A lot of companies that say they won’t be targeted will have already been breached – they just don’t know it yet. And as the Ponemon 2017 Cost of a Data Breach Study shows, the longer it takes to detect a breach, the more expensive it will be.
Detecting and containing breaches
The study found that companies took an average of 191 days to detect a data breach. This is a slight improvement on the previous year (201 days).
Ponemon suggests all organisations should aim to identify a breach within 100 days. The average cost of identifying a breach within this time was $2.80 million, but for breaches that took longer to identify, the average cost rose to $3.83 million.
There is a similar correlation in terms of containing a breach. Breaches that took less than 30 days to contain had an average cost of $2.83 million, but this rose to $3.77 million for breaches that took longer to contain.

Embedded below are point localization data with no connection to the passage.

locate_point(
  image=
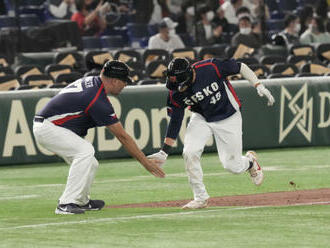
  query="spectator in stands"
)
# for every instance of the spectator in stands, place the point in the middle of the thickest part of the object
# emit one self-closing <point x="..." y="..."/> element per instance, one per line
<point x="206" y="32"/>
<point x="245" y="35"/>
<point x="315" y="33"/>
<point x="220" y="19"/>
<point x="230" y="8"/>
<point x="62" y="9"/>
<point x="90" y="22"/>
<point x="322" y="8"/>
<point x="289" y="36"/>
<point x="305" y="16"/>
<point x="166" y="38"/>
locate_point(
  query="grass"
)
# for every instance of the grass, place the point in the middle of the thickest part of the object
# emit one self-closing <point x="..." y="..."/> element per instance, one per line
<point x="28" y="197"/>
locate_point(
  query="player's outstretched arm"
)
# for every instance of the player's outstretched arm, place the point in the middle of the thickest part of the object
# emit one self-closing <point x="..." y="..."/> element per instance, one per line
<point x="151" y="165"/>
<point x="248" y="74"/>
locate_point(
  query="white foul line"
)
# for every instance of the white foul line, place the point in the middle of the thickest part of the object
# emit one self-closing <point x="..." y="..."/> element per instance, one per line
<point x="18" y="197"/>
<point x="127" y="218"/>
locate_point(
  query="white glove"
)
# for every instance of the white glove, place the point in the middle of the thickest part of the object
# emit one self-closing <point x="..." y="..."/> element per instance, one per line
<point x="160" y="156"/>
<point x="262" y="91"/>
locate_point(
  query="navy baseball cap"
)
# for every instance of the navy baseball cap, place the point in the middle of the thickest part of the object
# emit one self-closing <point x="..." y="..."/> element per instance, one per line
<point x="117" y="69"/>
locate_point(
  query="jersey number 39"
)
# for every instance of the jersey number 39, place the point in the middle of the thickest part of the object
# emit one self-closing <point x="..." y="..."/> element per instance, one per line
<point x="216" y="98"/>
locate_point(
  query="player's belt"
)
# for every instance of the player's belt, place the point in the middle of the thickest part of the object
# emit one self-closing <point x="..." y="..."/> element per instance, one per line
<point x="39" y="119"/>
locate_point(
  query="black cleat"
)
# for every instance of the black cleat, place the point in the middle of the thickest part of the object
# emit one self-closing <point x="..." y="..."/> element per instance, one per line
<point x="93" y="205"/>
<point x="70" y="208"/>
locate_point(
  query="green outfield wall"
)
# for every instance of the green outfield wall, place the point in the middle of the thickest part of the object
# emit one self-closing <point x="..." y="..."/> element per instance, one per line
<point x="300" y="117"/>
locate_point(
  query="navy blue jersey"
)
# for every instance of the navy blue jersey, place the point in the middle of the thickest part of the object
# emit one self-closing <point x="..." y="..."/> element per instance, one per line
<point x="81" y="105"/>
<point x="210" y="95"/>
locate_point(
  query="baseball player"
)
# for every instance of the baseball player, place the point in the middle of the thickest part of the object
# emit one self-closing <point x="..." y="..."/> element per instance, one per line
<point x="61" y="125"/>
<point x="204" y="88"/>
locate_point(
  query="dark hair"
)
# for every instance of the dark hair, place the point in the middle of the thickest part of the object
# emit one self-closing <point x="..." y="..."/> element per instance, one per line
<point x="289" y="19"/>
<point x="80" y="4"/>
<point x="242" y="9"/>
<point x="320" y="24"/>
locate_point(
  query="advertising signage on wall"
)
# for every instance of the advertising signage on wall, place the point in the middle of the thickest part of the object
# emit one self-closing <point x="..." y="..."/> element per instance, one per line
<point x="300" y="117"/>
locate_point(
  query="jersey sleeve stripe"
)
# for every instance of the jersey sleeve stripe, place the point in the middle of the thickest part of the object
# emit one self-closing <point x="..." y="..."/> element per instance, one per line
<point x="172" y="101"/>
<point x="61" y="121"/>
<point x="233" y="92"/>
<point x="94" y="99"/>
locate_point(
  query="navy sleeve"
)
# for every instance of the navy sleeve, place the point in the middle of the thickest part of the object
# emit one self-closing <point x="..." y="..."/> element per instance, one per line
<point x="175" y="109"/>
<point x="227" y="67"/>
<point x="102" y="112"/>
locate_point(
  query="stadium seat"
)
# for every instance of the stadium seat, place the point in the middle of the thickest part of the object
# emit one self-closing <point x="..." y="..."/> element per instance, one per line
<point x="94" y="72"/>
<point x="68" y="77"/>
<point x="188" y="52"/>
<point x="315" y="68"/>
<point x="155" y="54"/>
<point x="6" y="70"/>
<point x="248" y="60"/>
<point x="29" y="20"/>
<point x="149" y="82"/>
<point x="261" y="71"/>
<point x="284" y="68"/>
<point x="212" y="52"/>
<point x="96" y="59"/>
<point x="113" y="41"/>
<point x="302" y="50"/>
<point x="7" y="21"/>
<point x="26" y="87"/>
<point x="278" y="75"/>
<point x="24" y="70"/>
<point x="91" y="42"/>
<point x="307" y="74"/>
<point x="275" y="24"/>
<point x="300" y="60"/>
<point x="269" y="60"/>
<point x="156" y="68"/>
<point x="129" y="55"/>
<point x="74" y="59"/>
<point x="136" y="31"/>
<point x="55" y="69"/>
<point x="58" y="85"/>
<point x="39" y="81"/>
<point x="323" y="52"/>
<point x="9" y="82"/>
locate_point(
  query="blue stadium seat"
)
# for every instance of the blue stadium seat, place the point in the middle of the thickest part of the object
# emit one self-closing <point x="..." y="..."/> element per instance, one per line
<point x="29" y="20"/>
<point x="275" y="24"/>
<point x="91" y="42"/>
<point x="112" y="41"/>
<point x="136" y="32"/>
<point x="7" y="21"/>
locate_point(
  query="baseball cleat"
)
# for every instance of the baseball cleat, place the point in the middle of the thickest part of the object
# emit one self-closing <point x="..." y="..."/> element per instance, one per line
<point x="255" y="171"/>
<point x="195" y="204"/>
<point x="70" y="208"/>
<point x="93" y="205"/>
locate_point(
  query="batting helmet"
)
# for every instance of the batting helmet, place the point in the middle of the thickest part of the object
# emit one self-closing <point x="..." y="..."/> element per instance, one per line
<point x="179" y="74"/>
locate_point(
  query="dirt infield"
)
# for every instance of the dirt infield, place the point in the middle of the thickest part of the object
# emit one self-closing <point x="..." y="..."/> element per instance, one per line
<point x="297" y="197"/>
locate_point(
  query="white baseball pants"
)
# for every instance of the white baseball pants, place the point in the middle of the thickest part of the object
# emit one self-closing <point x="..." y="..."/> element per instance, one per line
<point x="77" y="152"/>
<point x="228" y="137"/>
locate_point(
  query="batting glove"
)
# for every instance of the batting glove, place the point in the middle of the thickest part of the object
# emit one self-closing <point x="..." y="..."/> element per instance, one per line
<point x="263" y="91"/>
<point x="160" y="156"/>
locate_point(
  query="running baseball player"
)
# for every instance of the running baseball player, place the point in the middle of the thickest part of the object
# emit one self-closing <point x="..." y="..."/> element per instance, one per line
<point x="61" y="125"/>
<point x="204" y="88"/>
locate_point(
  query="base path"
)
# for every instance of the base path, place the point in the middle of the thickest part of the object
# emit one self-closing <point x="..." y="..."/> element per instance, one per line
<point x="297" y="197"/>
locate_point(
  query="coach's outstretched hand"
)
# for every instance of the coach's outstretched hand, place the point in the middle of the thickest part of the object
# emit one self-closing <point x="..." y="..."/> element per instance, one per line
<point x="263" y="91"/>
<point x="160" y="157"/>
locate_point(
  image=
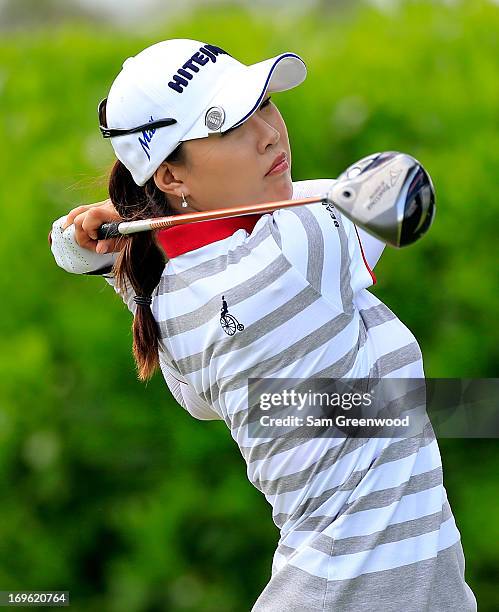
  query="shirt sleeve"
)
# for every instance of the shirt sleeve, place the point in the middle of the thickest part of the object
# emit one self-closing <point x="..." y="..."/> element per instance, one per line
<point x="186" y="396"/>
<point x="73" y="258"/>
<point x="324" y="246"/>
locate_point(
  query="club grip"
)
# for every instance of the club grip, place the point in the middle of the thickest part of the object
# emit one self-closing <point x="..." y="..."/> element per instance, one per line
<point x="108" y="230"/>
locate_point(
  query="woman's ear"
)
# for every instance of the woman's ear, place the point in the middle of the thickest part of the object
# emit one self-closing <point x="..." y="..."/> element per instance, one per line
<point x="168" y="183"/>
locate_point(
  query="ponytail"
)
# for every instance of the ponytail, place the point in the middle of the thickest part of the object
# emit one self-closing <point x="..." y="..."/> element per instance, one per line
<point x="141" y="262"/>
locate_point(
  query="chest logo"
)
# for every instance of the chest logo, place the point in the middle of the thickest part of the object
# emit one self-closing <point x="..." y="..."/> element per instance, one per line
<point x="228" y="322"/>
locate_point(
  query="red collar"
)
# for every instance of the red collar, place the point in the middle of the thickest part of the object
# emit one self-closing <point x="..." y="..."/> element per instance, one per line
<point x="181" y="239"/>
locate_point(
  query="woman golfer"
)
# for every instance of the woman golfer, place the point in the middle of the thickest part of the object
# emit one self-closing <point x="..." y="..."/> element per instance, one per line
<point x="365" y="523"/>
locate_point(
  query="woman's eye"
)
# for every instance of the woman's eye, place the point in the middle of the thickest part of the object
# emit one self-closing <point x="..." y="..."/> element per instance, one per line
<point x="265" y="103"/>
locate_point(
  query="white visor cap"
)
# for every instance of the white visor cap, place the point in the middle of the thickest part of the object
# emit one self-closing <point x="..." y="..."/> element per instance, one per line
<point x="199" y="85"/>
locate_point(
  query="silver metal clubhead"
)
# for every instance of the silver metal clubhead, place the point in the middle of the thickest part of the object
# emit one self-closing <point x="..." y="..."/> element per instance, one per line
<point x="388" y="194"/>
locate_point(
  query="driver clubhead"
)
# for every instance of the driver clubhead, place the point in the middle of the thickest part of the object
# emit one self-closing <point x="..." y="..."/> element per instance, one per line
<point x="388" y="194"/>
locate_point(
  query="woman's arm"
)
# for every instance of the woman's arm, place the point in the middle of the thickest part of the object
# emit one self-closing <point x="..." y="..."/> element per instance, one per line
<point x="74" y="244"/>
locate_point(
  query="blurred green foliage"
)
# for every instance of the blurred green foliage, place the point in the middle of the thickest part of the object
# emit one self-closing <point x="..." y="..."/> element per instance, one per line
<point x="108" y="488"/>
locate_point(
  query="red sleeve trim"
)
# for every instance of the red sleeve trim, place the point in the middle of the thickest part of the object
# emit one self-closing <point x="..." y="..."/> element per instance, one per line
<point x="373" y="276"/>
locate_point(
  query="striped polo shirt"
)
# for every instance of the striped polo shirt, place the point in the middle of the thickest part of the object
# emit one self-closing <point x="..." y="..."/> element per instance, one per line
<point x="364" y="522"/>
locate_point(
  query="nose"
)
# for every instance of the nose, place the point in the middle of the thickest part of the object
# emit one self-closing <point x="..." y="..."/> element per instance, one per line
<point x="268" y="135"/>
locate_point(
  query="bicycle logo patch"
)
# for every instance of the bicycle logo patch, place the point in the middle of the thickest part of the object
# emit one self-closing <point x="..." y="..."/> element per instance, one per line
<point x="228" y="322"/>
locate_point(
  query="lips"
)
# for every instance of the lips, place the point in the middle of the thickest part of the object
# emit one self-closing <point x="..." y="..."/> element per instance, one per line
<point x="278" y="161"/>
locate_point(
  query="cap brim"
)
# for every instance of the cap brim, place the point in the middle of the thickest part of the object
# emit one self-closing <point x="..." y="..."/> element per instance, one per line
<point x="243" y="93"/>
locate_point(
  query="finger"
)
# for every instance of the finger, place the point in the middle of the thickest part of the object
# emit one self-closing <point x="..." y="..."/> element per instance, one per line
<point x="112" y="245"/>
<point x="73" y="214"/>
<point x="81" y="235"/>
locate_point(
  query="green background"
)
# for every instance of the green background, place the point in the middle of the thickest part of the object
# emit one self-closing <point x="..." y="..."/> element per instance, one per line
<point x="108" y="488"/>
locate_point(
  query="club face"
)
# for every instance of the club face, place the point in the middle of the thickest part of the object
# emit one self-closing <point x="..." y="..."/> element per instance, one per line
<point x="389" y="194"/>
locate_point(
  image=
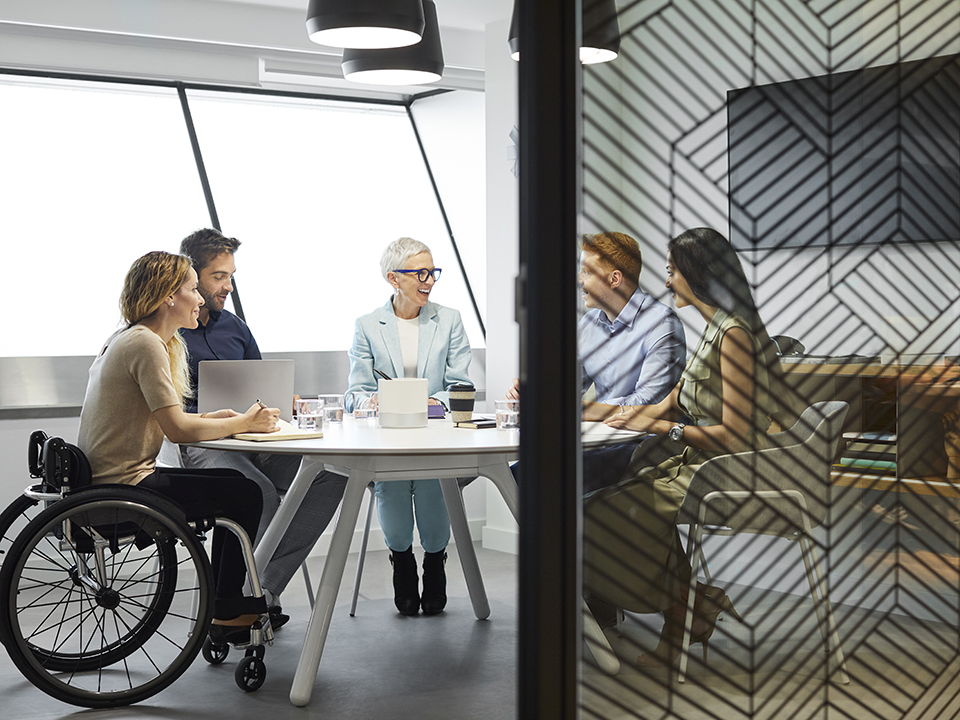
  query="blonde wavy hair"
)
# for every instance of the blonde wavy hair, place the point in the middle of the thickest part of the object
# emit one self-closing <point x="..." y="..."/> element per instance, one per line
<point x="150" y="281"/>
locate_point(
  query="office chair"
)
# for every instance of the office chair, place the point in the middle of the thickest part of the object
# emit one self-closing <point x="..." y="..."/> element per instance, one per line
<point x="783" y="491"/>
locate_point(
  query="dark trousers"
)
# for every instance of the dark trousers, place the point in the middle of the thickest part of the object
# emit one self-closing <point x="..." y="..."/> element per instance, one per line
<point x="217" y="493"/>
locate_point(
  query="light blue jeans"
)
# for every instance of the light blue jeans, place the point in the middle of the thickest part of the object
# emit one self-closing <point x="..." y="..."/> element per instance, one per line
<point x="399" y="500"/>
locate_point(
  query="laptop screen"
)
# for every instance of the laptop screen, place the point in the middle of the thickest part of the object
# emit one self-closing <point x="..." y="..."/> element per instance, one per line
<point x="238" y="384"/>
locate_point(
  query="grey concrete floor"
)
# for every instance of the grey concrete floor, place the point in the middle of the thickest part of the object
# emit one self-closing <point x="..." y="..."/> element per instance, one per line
<point x="378" y="664"/>
<point x="382" y="665"/>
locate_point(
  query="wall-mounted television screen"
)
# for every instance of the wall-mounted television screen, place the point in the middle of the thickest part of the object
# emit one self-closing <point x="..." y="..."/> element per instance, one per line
<point x="868" y="156"/>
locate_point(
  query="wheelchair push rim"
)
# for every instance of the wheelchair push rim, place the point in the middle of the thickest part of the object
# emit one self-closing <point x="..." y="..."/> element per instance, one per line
<point x="100" y="597"/>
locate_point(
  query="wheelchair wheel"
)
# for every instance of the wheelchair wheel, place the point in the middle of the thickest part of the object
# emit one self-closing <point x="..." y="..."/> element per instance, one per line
<point x="98" y="597"/>
<point x="13" y="520"/>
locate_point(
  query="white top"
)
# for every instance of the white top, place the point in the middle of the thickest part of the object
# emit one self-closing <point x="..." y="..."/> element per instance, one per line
<point x="409" y="331"/>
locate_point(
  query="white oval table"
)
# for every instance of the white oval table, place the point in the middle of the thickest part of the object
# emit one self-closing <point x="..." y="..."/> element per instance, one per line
<point x="371" y="453"/>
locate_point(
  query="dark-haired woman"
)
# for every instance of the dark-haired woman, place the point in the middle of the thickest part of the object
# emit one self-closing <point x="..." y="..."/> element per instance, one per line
<point x="632" y="553"/>
<point x="133" y="399"/>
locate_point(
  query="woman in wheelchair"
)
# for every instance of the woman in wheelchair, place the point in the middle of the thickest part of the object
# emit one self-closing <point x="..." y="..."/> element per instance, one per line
<point x="632" y="553"/>
<point x="133" y="400"/>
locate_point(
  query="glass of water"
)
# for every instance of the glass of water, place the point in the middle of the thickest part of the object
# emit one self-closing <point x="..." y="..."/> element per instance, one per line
<point x="332" y="408"/>
<point x="508" y="414"/>
<point x="364" y="405"/>
<point x="309" y="413"/>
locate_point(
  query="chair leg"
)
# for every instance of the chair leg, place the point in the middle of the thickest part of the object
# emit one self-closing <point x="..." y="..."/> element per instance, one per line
<point x="306" y="579"/>
<point x="597" y="643"/>
<point x="694" y="557"/>
<point x="363" y="551"/>
<point x="818" y="590"/>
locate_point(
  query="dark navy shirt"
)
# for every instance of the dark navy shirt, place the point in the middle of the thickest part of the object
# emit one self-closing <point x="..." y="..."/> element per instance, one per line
<point x="225" y="337"/>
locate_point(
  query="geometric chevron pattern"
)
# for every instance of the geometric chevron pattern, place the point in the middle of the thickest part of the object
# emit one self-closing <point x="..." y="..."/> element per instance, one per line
<point x="823" y="139"/>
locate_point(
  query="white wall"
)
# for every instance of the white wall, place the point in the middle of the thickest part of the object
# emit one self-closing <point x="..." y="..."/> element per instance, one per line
<point x="503" y="222"/>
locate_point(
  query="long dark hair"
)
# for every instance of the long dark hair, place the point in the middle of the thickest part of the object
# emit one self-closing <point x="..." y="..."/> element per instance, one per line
<point x="713" y="271"/>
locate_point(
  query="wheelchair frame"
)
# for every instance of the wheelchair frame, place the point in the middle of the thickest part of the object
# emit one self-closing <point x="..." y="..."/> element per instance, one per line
<point x="107" y="591"/>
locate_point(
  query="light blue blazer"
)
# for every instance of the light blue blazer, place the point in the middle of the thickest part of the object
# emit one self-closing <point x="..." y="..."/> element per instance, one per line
<point x="443" y="350"/>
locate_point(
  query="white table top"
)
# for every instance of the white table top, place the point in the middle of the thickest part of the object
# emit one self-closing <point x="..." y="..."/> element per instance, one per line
<point x="364" y="437"/>
<point x="439" y="437"/>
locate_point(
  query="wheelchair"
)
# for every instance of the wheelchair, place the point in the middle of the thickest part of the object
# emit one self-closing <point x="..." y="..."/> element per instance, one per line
<point x="106" y="592"/>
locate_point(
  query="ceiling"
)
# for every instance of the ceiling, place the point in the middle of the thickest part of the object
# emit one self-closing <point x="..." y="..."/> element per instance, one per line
<point x="465" y="14"/>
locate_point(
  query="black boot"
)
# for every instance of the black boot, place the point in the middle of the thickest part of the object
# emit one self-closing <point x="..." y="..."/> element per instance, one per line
<point x="406" y="584"/>
<point x="434" y="583"/>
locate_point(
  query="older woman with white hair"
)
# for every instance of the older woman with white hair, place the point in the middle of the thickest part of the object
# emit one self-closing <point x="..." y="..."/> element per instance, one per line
<point x="412" y="337"/>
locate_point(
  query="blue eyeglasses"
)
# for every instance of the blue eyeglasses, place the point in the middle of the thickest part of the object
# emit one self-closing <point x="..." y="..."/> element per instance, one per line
<point x="422" y="274"/>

The good news is that organisations have become significantly better at containing breaches, with the average time dropping from 70 days in 2016 to 66 days.
How are compromises detected?
The majority of breached organisations are notified by someone other than their own staff, according to Mandiant’s M-Trends 2017 report. It found that 53% of breaches were discovered by an external source.
The most common external source for identifying data breaches is law enforcement.
Data breaches are almost always contained sooner if they’re detected by an organisation’s own staff. By conducting routine assessments of potential vulnerabilities in your organisation, you can avoid having to rely on external sources, save money, mitigate the damage of breaches and perhaps even identify vulnerabilities before a breach takes place.
This is where penetration testing comes in. It’s essentially a controlled form of hacking in which a professional tester, working on behalf of an organisation, uses the same techniques as a criminal hacker to search for vulnerabilities in the company’s networks or applications.